Speaking to politicians, religious figures and foreign leaders at the annual National Prayer Breakfast in Washington, Obama spoke broadly about the many different faiths in the country. "There is no doubt that the very nature of faith means that some of our beliefs will never be the same," the president said. "We read from different texts. We follow different edicts. We subscribe to different accounts of how we came to be here and where we're going next - and some subscribe to no faith at all," he said.
"But no matter what we choose to believe, let us remember that there is no religion whose central tenet is hate," Obama told the crowd that included several foreign leaders, including former British Prime Minister Tony Blair, a key U.S. ally in President Bush's "war on terror."
While some have characterized the U.S.-led terror effort as an attack on Islam, Obama stayed clear from that language on Thursday and instead spoke inclusively about the common principles of the various religious groups represented. "There is no God who condones taking the life of an innocent human being," he said. "This much we know."
The president used the event to announce the expansion of President Bush's White House Office of Faith-Based Initiatives, which will now be called the White House Office of Faith-Based Neighborhood Partnerships.
"The goal of this office will not be to favor one religious group over another - or even religious groups over secular groups. It will simply be to work on behalf of those organizations that want to work on behalf of our communities, and to do so without blurring the line that our founders wisely drew between church and state," he said.

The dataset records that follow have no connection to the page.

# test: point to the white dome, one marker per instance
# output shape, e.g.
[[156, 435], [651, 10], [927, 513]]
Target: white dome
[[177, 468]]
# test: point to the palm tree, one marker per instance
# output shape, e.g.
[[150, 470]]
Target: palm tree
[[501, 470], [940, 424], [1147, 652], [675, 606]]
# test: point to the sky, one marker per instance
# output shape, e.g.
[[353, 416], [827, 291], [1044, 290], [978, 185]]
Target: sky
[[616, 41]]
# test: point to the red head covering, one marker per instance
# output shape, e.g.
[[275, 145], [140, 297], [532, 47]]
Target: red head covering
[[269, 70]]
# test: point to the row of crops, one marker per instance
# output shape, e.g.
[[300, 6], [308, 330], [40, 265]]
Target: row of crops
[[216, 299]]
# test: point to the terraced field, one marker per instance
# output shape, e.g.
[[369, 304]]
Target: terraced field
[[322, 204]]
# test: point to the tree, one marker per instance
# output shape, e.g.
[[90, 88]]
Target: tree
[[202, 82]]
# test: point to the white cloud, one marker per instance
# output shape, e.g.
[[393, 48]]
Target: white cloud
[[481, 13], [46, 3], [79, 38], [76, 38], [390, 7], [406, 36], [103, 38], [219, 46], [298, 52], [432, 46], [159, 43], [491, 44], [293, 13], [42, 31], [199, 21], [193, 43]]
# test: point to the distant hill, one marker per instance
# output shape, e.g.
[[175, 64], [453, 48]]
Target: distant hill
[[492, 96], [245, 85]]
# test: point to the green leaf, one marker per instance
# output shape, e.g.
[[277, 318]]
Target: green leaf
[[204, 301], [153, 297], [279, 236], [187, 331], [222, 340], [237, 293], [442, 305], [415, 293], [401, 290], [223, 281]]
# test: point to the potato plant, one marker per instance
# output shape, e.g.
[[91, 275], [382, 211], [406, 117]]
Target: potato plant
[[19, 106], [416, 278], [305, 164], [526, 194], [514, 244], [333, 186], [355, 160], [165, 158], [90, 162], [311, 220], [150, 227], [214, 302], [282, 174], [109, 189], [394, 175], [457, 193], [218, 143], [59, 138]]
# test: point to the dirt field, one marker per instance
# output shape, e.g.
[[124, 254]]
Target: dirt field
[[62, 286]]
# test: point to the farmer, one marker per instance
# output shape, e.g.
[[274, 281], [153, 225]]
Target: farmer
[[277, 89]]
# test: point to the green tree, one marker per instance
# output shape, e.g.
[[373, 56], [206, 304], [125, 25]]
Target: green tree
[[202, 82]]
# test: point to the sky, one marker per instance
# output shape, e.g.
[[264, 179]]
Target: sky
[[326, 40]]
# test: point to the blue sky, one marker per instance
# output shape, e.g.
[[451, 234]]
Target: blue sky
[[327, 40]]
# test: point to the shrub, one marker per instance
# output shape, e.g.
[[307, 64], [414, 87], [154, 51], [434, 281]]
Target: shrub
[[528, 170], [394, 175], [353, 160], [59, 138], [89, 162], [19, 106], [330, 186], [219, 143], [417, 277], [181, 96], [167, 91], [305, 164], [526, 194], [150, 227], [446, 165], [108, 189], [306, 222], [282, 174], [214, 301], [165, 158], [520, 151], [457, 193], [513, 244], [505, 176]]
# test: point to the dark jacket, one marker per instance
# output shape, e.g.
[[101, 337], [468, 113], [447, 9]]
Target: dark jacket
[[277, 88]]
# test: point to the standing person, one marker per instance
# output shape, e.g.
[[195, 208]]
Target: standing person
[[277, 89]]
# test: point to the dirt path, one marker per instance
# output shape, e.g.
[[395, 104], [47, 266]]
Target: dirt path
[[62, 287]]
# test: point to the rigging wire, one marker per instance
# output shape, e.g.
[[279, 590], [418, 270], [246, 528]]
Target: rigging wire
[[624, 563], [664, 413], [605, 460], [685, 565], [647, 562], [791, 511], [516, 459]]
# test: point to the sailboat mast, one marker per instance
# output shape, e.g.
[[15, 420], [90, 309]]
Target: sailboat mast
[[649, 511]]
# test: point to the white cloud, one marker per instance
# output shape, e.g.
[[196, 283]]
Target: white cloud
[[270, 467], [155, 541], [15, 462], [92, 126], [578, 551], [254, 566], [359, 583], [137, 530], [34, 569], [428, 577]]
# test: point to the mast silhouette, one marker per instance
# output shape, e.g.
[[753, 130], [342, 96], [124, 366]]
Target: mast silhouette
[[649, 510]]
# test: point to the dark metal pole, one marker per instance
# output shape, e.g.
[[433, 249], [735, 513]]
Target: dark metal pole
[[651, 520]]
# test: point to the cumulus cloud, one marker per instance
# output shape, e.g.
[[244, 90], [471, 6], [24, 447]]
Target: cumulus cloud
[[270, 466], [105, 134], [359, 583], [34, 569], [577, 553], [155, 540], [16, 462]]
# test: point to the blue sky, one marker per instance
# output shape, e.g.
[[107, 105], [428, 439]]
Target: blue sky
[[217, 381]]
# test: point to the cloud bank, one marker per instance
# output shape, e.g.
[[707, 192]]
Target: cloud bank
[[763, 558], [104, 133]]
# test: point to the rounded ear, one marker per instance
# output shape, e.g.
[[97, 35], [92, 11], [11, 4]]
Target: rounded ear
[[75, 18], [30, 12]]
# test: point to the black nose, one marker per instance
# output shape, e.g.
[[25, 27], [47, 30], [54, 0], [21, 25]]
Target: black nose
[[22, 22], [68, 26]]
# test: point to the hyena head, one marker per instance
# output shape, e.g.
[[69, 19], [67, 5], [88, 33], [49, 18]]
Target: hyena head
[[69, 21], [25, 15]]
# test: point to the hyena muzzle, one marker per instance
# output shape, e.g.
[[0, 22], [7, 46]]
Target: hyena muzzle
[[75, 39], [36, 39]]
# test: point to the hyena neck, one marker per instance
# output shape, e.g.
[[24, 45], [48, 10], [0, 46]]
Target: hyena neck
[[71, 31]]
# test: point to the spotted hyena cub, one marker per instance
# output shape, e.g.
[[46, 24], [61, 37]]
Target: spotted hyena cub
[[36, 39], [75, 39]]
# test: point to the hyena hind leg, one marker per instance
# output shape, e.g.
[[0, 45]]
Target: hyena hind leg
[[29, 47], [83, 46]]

President Bush drew criticism from some observers who believed his faith-based initiatives effort was an attempt to benefit Christian evangelical groups, but Obama made it clear that this was not his purpose. He said the office would help secular and religious groups.
"Instead of driving us apart," Obama said, "our varied beliefs can bring us together to feed the hungry and comfort the afflicted; to make peace where there is strife and rebuild what has broken; to lift up those who have fallen on hard times."
The president also spoke candidly about his own faith, acknowledging that he had not been raised in a particularly religious household. "I had a father who was born a Muslim but became an atheist, grandparents who were non-practicing Methodists and Baptists, and a mother who was skeptical of organized religion," Obama said.
President Obama said he became a Christian many years after his childhood when he moved to the South Side of Chicago after college. "It happened not because of indoctrination or a sudden revelation, but because I spent month after month working with church folks who simply wanted to help neighbors who were down on their luck - no matter what they looked like, or where they came from, or who they prayed to. It was on those streets, in those neighborhoods, that I first heard God's spirit beckon me. It was there that I felt called to a higher purpose - His purpose."
Rep. John Lewis (D-GA) delivered the closing prayer at the ceremony, which also featured a performance by Casting Crowns, a Christian rock group. The National Prayer Breakfast is currently co-chaired by Reps. Vern Ehlers (R-MI) and Heath Shuler (D-NC). The event is held each year in Washington, D.C., on the first Thursday of February and every U.S. president since Dwight D. Eisenhower has participated.
The President was scheduled to sign an executive order regarding the White House Office of Faith-Based and Neighborhood Partnerships on Thursday.